Satisfy your palate.
Choose your outdoor activity.
State of the art on-campus resources
ADL Simulation Lab
Watch students in our occupational therapy programs use assistive devices tailored to each scenario as they work with mock patients on daily living skills, such as getting in and out of a bathtub and brushing their teeth.
These anatomy visualization tables display fully segmented 3D human anatomy via a fully interactive touchscreen experience. You can see realistic views inside the human body by selecting different planes and cross-sections. You can query structures, save the information inside a USB drive, and study the visualizations in more depth at home.
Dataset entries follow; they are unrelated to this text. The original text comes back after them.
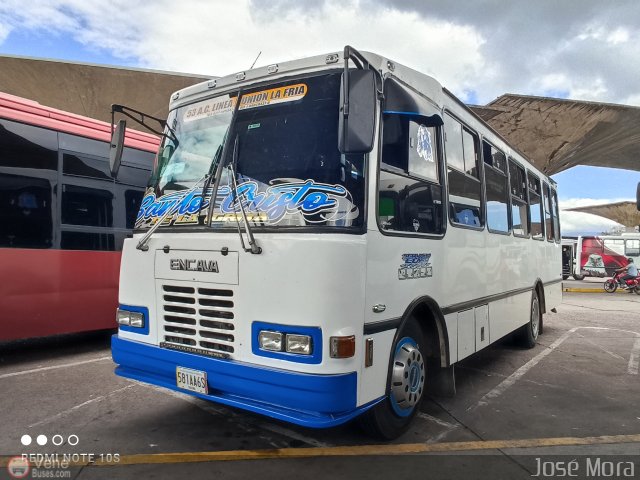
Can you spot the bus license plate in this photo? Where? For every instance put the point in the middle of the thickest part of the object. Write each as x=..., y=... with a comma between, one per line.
x=193, y=380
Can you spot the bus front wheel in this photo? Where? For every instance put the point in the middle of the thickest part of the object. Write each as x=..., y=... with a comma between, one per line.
x=407, y=381
x=528, y=333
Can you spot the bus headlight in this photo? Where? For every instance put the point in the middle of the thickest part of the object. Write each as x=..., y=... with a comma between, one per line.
x=130, y=319
x=124, y=317
x=300, y=344
x=136, y=319
x=271, y=341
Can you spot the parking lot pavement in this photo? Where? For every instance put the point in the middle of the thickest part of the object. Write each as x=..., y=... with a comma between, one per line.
x=574, y=394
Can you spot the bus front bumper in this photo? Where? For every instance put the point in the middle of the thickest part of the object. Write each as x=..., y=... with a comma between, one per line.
x=309, y=400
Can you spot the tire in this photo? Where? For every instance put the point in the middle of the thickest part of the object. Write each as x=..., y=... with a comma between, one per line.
x=391, y=417
x=528, y=334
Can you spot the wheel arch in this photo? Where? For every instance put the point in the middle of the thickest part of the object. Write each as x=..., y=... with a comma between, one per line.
x=538, y=287
x=427, y=313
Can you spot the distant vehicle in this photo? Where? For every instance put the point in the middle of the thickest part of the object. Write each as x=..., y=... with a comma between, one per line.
x=615, y=282
x=601, y=256
x=63, y=218
x=569, y=249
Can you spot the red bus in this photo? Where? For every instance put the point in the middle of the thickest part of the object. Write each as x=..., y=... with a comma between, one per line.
x=601, y=256
x=63, y=218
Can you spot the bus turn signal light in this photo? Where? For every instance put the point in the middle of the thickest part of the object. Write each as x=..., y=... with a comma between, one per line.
x=343, y=347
Our driving simulators are built with actual car parts, including a six-speed transmission and a force-feedback steering wheel. Video monitors play simulations, so the user feels like they’re really driving. Our OT students use this tool to assess patients’ reaction speeds and visual perception, and to help patients build or rebuild their driving skills.
Double Robotics’ telepresence robot enables a remote healthcare provider to communicate with a patient through a movable robot with an iPad. You can practice remote consultations, such as moving the robot around a hospital bed and angling it to assess the patient’s wound. For the patient, the robot offers a closer analogue to a human presence than does a static screen.
This rehabilitation and exercise machine enables you to gather real-time, objective data on patient movement. Using functional attachments, the BTE measures different types of movement—such as opening a door, steering a car, and playing certain sports. It’s a powerful tool for gauging patient progress and assessing how well your interventions are working.